Assuming that 'web service' means HTTP(S)-based clients, one option is to use a RESTful approach. Instead of assuming that clients are going to stay connected, the service could accept the request and return 202 Accepted. As the HTTP status code specification outlines:

The request has been accepted for processing, but the processing has not been completed [...]

The 202 response is intentionally non-committal. Its purpose is to allow a server to accept a request for some other process (perhaps a batch-oriented process that is only run once per day) without requiring that the user agent's connection to the server persist until the process is completed. The entity returned with this response SHOULD include an indication of the request's current status and either a pointer to a status monitor or some estimate of when the user can expect the request to be fulfilled.

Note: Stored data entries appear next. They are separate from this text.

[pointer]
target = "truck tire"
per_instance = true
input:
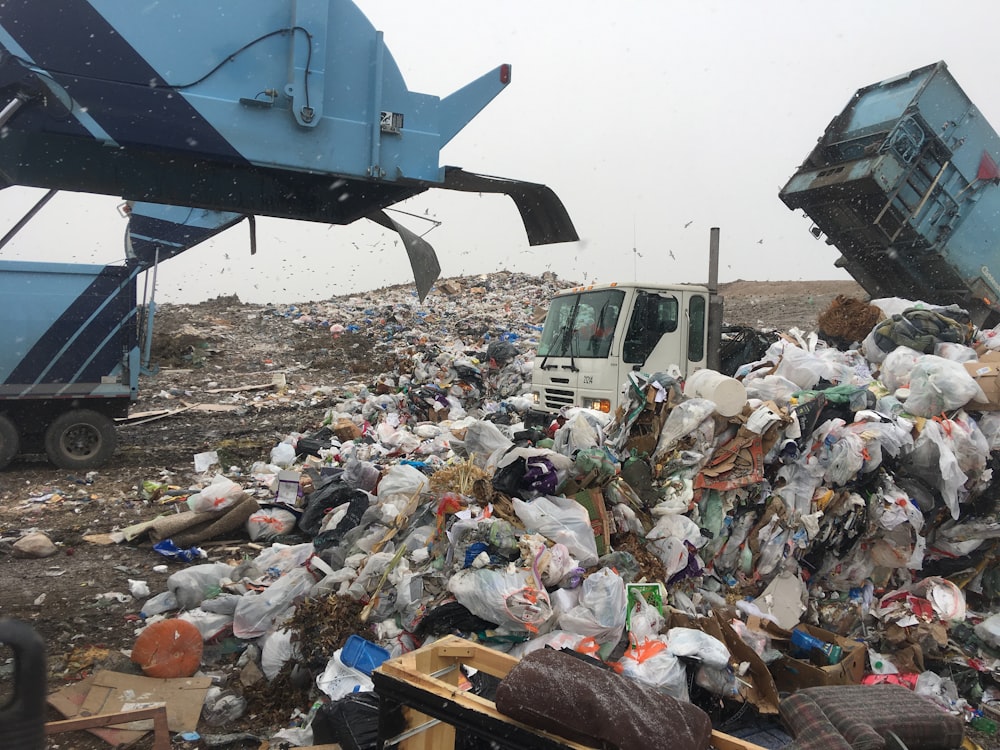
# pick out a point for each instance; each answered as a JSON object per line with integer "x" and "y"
{"x": 80, "y": 439}
{"x": 10, "y": 441}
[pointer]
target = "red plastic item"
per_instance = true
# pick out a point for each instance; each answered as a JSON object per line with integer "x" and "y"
{"x": 168, "y": 648}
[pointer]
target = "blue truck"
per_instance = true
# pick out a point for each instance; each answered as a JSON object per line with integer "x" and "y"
{"x": 905, "y": 183}
{"x": 69, "y": 364}
{"x": 200, "y": 116}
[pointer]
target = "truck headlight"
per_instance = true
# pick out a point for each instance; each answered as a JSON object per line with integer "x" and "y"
{"x": 601, "y": 404}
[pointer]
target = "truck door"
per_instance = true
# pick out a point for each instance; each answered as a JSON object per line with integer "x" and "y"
{"x": 653, "y": 338}
{"x": 666, "y": 328}
{"x": 576, "y": 363}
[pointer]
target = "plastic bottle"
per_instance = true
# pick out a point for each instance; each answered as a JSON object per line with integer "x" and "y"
{"x": 804, "y": 643}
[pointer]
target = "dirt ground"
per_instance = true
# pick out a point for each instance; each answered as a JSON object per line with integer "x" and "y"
{"x": 218, "y": 362}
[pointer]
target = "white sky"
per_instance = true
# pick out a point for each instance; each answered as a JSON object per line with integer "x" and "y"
{"x": 653, "y": 120}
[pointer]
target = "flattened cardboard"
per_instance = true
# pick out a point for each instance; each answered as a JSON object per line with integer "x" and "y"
{"x": 111, "y": 692}
{"x": 593, "y": 501}
{"x": 791, "y": 674}
{"x": 757, "y": 686}
{"x": 986, "y": 372}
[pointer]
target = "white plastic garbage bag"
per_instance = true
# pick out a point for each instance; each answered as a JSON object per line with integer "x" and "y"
{"x": 258, "y": 613}
{"x": 653, "y": 664}
{"x": 562, "y": 520}
{"x": 220, "y": 494}
{"x": 191, "y": 585}
{"x": 510, "y": 598}
{"x": 696, "y": 644}
{"x": 938, "y": 385}
{"x": 602, "y": 609}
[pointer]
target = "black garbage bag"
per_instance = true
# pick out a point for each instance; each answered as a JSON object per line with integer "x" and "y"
{"x": 509, "y": 479}
{"x": 451, "y": 617}
{"x": 352, "y": 722}
{"x": 323, "y": 499}
{"x": 358, "y": 503}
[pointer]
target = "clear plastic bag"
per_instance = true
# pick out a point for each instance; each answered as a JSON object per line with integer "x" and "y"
{"x": 562, "y": 520}
{"x": 258, "y": 613}
{"x": 220, "y": 494}
{"x": 192, "y": 585}
{"x": 403, "y": 479}
{"x": 938, "y": 385}
{"x": 656, "y": 667}
{"x": 696, "y": 644}
{"x": 269, "y": 523}
{"x": 897, "y": 366}
{"x": 602, "y": 608}
{"x": 514, "y": 599}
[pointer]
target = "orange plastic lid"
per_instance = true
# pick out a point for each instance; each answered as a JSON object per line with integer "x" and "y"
{"x": 168, "y": 648}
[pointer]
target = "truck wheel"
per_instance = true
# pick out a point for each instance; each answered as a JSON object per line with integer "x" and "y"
{"x": 80, "y": 439}
{"x": 10, "y": 441}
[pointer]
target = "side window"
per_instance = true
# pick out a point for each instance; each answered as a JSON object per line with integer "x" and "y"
{"x": 696, "y": 329}
{"x": 652, "y": 317}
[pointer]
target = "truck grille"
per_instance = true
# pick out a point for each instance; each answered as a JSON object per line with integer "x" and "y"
{"x": 556, "y": 398}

The server immediately responds with a 202 Accepted response, and also includes a URL that the client can use to poll for status. One option is to put this URL in the response's Location header, but you can also put the URL in a link in the response's body.

The client can poll the status URL for status. Once the calculation finishes, the status resource can provide a link to the finished result.

You can add cache headers to the status resource and final result if you're concerned that the clients will be polling too hard.

REST in Practice outlines the general concepts, while the RESTful Web Services Cookbook has lots of good details.

I'm not saying that you can't do something with either HTTP or TCP/IP (I don't know), but if you can't, then the above is a tried-and-true solution to similar problems.

Obviously, this is completely independent on programming language, but it's been my experience that REST and algebraic data types go well together.